Last Sunday evening Father Satish Joseph, the pony-tailed pastor of Immaculate Conception Church on Smithville Road, spoke to his congregation about Saturday’s much-debated Ku Klux Klan rally on Courthouse Square and how people could respond.
He said “nothing works better against hate than love. Love like Jesus loved.”
He gave three examples, one of which was “love somebody of another religion, another culture, another race, another ethnicity or sexual orientation in a way you have not done before. Get to know more about them.”
And, at first glance, Jane and Bruce couldn’t seem to be more different.
She is an 87-year-old former Oakwood High School English teacher, a mother of two, grandmother of four and now a great grandmother, as well.
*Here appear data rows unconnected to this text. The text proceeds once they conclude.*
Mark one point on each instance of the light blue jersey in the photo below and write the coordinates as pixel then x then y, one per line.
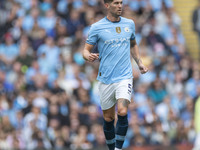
pixel 113 42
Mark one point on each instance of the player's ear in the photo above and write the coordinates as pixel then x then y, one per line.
pixel 106 5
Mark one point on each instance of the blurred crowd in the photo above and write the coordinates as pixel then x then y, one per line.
pixel 49 94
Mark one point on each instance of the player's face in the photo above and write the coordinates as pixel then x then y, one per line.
pixel 115 8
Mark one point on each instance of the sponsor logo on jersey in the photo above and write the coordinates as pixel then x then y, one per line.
pixel 118 29
pixel 126 29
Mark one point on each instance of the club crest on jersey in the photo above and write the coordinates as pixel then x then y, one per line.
pixel 118 29
pixel 126 29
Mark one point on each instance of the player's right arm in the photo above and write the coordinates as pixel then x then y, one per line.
pixel 87 55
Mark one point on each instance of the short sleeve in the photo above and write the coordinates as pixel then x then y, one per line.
pixel 133 30
pixel 92 36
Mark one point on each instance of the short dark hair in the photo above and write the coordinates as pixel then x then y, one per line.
pixel 108 1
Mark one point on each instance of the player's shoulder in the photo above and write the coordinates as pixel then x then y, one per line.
pixel 127 20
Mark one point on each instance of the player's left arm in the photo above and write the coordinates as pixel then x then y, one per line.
pixel 136 56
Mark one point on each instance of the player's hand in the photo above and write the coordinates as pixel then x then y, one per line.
pixel 92 57
pixel 143 68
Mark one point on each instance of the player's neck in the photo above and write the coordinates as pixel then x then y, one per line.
pixel 113 18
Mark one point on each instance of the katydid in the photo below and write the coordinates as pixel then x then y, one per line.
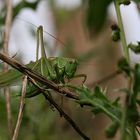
pixel 56 69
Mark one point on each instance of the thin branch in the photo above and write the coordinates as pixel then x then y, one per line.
pixel 38 77
pixel 21 109
pixel 8 22
pixel 61 111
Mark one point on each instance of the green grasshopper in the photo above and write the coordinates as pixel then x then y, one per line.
pixel 56 69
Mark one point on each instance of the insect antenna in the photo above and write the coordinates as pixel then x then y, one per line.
pixel 35 26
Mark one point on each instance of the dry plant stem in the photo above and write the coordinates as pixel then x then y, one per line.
pixel 126 55
pixel 5 68
pixel 34 75
pixel 21 109
pixel 60 110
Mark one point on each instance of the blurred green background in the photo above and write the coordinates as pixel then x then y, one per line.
pixel 85 31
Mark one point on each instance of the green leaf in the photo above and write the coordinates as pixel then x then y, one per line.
pixel 96 14
pixel 124 66
pixel 135 48
pixel 112 129
pixel 99 102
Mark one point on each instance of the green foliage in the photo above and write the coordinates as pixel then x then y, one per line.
pixel 115 33
pixel 135 48
pixel 124 66
pixel 96 14
pixel 99 102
She lives in Centerville, but was born and raised in LaFollette, Tennessee and still has the honey-dipped accent and Southern charm that comes with it, right down to offering me a pimento cheese sandwich – the pate of the South, some say – when we finished talking at her home.
Bruce, who just turned 20, recently finished a roller-coaster freshman year as a soccer player and student at Wilmington College.
He, too, has a faint accent though its roots are more far flung. His family fled the civil war in South Sudan that caused some 2.5 million to die from war, famine and disease and displaced another four million people.
After fleeing by foot, boat and plane though three countries, his family ended up in Ghana where he was born and then lived 11 years in sparse conditions at the remote Krisan Refugee Camp. The family finally was brought to Dayton through the Catholic Social Services Resettlement Program. Three years after they got here, their home burned on North Main Street.
Bruce ended up at Belmont High School, which has an extensive English as a Second Language (ESL) program. Then through the efforts of the people who believed in him the most – from his former Belmont soccer coach and continuing champion and benefactor Julie Raiff to Wilmington coach Alex Van der Sluijs, who previously coached at Chaminade Julienne – he ended up at Wilmington.
Both he and Jane have known some hardships in their lives.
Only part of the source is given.